Title: Burroughs, George R.
Source text: Surgeon General Joseph K. Barnes, United States Army, The Medical and Surgical History of the War of the Rebellion. (1861–65.), Part 1, Volume 2 (Washington, D.C.: Government Printing Office, 1870), 346.
Civil War Washington ID: med.d1e17818
CASE.—Sergeant George R. Burroughs, Co. G, 12th New Jersey Volunteers, aged 23 years, was wounded at the battle of Cold Harbor, June 3d, 1864, by a conoidal ball, which fractured the ramus of the inferior maxilla. The missile entered at the middle of the ramus on the right side, and emerged below the angle on the left side, wounding the lingual and facial arteries. He was, on June 15th, admitted to Harewood Hospital, Washington.

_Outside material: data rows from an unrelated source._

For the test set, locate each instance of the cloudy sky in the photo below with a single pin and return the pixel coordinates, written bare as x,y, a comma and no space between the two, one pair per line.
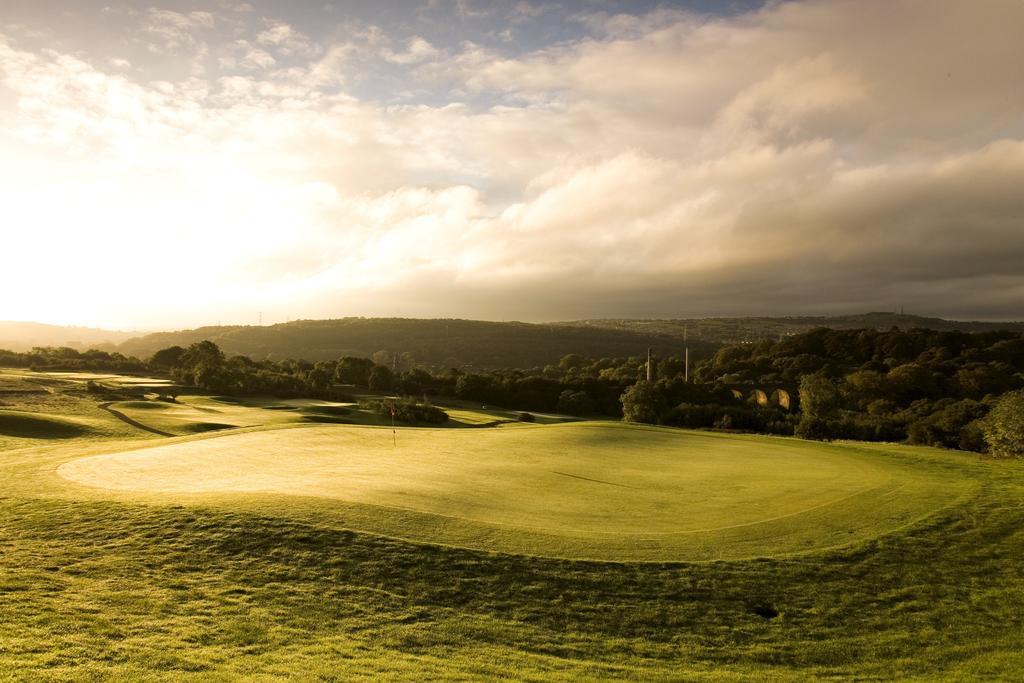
174,163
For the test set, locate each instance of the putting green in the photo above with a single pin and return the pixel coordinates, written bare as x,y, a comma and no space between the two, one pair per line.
600,491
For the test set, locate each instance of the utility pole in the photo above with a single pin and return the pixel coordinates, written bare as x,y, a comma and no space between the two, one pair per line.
686,366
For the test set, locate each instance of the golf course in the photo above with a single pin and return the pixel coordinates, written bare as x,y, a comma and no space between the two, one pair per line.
211,538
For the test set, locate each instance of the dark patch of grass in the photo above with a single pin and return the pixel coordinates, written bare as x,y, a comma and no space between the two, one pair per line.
327,419
327,410
32,426
200,427
190,583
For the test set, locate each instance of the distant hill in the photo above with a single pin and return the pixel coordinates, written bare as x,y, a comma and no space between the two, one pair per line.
733,330
460,343
440,343
24,336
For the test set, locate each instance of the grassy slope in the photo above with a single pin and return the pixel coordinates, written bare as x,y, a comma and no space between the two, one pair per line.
91,587
599,491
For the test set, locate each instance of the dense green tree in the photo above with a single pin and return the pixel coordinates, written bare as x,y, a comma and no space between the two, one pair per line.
1004,428
167,357
642,402
351,370
380,379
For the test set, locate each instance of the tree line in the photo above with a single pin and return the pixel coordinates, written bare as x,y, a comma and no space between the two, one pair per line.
951,389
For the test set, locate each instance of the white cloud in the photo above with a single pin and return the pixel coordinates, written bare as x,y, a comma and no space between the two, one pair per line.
418,49
287,40
804,156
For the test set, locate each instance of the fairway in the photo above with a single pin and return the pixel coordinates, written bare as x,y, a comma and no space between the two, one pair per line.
595,491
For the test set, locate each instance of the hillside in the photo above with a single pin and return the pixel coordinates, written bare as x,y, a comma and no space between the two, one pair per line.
17,336
440,343
732,330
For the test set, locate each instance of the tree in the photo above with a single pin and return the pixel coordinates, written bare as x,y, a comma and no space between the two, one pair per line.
167,357
353,371
321,376
380,379
574,402
642,402
819,397
1004,428
819,401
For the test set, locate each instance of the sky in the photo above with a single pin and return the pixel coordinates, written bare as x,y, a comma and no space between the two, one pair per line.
168,164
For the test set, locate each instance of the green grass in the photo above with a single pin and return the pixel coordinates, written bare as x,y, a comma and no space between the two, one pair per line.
588,491
128,586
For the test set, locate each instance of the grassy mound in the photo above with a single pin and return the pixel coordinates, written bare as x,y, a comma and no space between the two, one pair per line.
144,406
29,425
586,489
203,427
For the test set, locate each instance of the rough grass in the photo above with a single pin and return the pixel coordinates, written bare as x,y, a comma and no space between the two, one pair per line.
93,586
29,425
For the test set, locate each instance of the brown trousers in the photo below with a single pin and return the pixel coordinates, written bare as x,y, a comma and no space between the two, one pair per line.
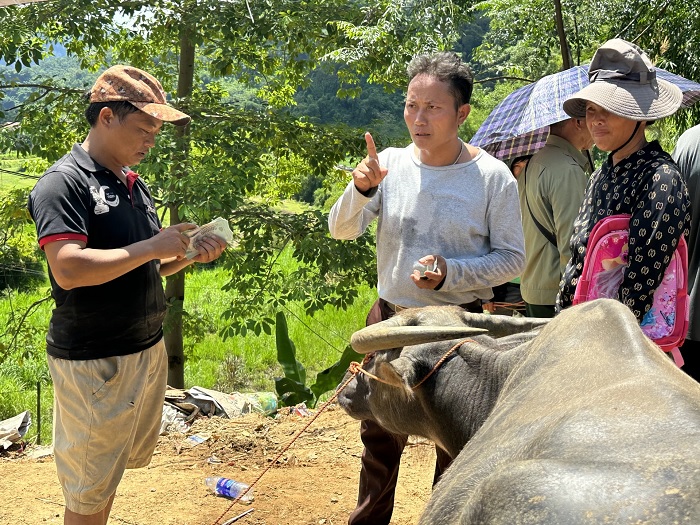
382,453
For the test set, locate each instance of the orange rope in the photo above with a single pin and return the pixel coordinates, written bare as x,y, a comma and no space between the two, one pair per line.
354,368
296,436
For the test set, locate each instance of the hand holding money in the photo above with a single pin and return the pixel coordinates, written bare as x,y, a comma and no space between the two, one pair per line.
218,227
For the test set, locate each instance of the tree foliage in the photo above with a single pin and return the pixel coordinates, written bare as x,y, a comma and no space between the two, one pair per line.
232,148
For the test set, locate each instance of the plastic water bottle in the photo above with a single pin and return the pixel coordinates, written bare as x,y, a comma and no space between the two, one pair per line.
229,488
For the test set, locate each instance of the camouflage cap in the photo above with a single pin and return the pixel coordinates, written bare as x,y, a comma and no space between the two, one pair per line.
130,84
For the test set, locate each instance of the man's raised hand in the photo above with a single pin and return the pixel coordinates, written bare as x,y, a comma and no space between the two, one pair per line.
368,173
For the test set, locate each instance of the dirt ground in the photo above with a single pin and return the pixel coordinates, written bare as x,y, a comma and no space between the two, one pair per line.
314,482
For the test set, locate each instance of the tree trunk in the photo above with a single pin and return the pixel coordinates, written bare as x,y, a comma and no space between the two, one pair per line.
563,44
175,284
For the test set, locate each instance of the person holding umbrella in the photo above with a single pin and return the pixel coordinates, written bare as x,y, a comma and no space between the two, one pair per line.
638,178
551,189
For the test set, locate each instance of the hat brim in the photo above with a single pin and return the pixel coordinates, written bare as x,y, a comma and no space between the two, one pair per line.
632,101
163,112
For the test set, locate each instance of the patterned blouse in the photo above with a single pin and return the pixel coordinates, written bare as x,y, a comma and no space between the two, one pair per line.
648,186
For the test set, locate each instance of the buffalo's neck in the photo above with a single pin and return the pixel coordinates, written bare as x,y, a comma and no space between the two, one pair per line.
464,407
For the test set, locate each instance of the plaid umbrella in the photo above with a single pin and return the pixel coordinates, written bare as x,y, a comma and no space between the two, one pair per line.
519,125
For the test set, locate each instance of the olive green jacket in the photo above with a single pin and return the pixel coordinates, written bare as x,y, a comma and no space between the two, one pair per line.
555,181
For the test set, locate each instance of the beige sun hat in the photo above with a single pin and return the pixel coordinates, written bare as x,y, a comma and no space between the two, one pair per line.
624,82
133,85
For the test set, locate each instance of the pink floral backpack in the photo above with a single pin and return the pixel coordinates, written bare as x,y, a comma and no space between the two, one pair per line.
606,257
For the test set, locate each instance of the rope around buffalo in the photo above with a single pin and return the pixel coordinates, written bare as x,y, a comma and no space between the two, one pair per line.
354,369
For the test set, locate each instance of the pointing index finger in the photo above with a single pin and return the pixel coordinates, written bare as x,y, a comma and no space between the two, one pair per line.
371,148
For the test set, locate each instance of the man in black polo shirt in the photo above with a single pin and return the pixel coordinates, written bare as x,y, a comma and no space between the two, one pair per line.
97,224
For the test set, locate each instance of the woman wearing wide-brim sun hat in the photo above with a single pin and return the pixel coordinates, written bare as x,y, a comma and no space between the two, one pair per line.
638,178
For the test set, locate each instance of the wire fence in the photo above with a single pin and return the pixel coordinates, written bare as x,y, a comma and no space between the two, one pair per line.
38,401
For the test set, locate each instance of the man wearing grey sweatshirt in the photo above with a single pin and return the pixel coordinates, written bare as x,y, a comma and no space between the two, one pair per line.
449,228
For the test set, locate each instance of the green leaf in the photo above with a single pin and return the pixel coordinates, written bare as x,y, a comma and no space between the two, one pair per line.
329,378
286,352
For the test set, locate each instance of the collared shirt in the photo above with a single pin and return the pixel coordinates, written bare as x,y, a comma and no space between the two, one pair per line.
648,186
78,199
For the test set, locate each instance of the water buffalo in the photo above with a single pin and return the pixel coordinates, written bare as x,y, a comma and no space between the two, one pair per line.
581,420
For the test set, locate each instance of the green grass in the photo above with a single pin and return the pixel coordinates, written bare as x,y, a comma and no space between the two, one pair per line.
250,363
241,364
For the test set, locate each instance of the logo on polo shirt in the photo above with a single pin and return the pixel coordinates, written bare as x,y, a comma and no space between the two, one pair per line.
104,198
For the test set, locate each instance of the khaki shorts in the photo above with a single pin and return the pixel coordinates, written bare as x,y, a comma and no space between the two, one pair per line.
107,415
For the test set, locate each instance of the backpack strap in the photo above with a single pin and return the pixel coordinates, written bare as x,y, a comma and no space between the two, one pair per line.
544,231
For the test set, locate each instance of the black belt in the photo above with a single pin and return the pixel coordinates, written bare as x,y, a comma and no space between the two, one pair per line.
474,306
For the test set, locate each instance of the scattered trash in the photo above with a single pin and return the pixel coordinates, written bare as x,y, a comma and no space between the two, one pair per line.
173,420
181,407
236,518
300,410
12,429
40,452
229,488
196,439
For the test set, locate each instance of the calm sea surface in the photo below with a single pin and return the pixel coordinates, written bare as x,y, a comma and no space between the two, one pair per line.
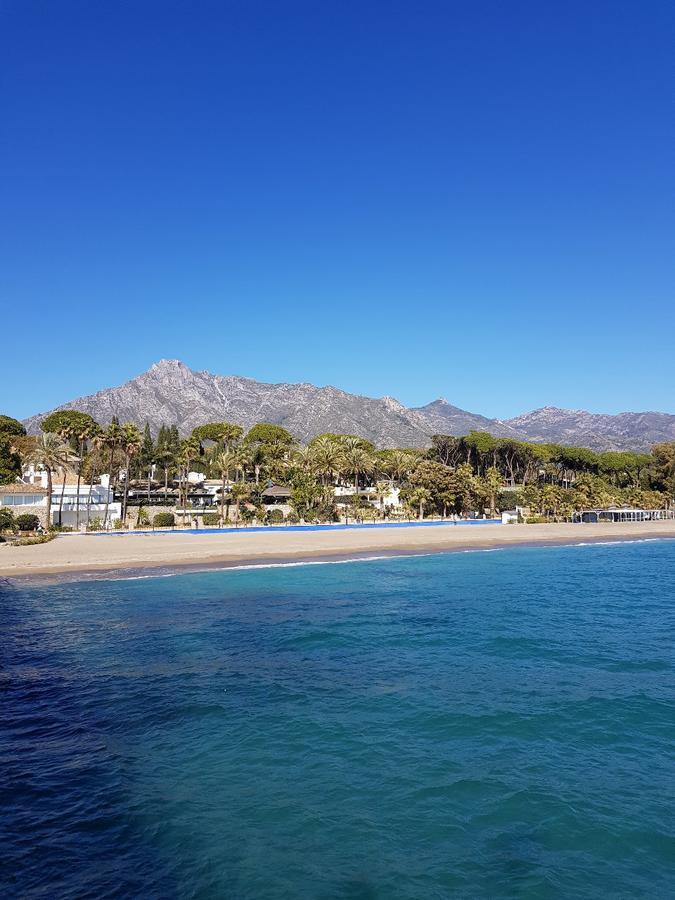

Secondary hæmorrhage from the lingual and facial arteries occurred June 17th, amounting to eighteen ounces of blood. Hæmorrhage recurred on the 20th. Free incisions were made in the course of the wound, and coagulated blood and pus cleaned out thoroughly; the hæmorrhage thereupon ceased. The constitutional treatment throughout was supporting. Died June 22d, 1864. Patient seemed to have died from exhaustion superinduced by profuse and protracted suppuration, rather than from the immediate effects of the hæmorrhage. The case is reported by Surgeon R. B. Bontecou, U. S. V.